五高の歴史・落穂拾い

旧制第五高等学校の六十年にわたる想い出の歴史のエピソードを集めている。

赤痢事件から寮取り壊しへ

2012-07-06 04:32:12 | 五高の歴史

赤痢事件 後任には文部省督学官吉岡卿甫氏が来任されたが、着任早々の十一月の終わり頃より寮内にはチフス患者赤痢患者が続出して、学校内外を震撼せしめた。今度は臨時休校に留まらず一週間の生徒の校外外出を自発的に禁止し、寄宿舎籠城を余儀なくさせられ寮生の苦痛も生徒監の苦悩も何大抵のことでは無かった。赤痢が怖いか,五高精神を捨てるか非常な激論が交わされた。「寮を閉鎖すれば竜南の伝統の五高精神は滅びるじゃないか。」と心配されたが、然し遂に「この際先ず閉鎖せよ。」と言う意見が大半を占め此処に寮は再び閉鎖せねばならぬと言う悲しい運命に直面したのであった。

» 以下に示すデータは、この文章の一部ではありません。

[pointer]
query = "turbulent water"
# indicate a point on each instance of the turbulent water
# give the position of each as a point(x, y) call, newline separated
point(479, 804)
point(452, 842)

旧寮取壊し反対論 南北の2寮は自習室が八人、寝室が十六人一組で各室には室長があった。旧寮は採光が、風通しが悪く  不潔でパチルスの培養所のようだという改築論に対し、山下某氏を筆頭に「毛色の違う多数の人間が一つ室に起臥しながら相互の切磋琢磨の中に自ら団体精神を体得する旧寮の方が寮生活の真意義を生かす」と旧寮の取り壊しに反対して最後まで頑張って籠城したが遂に山下氏もチブスに襲われる悲劇が発生した。結局無期閉鎖が行なわれ、寮生は校外寮や下宿屋に移って行ったのである。(参考続習学寮史)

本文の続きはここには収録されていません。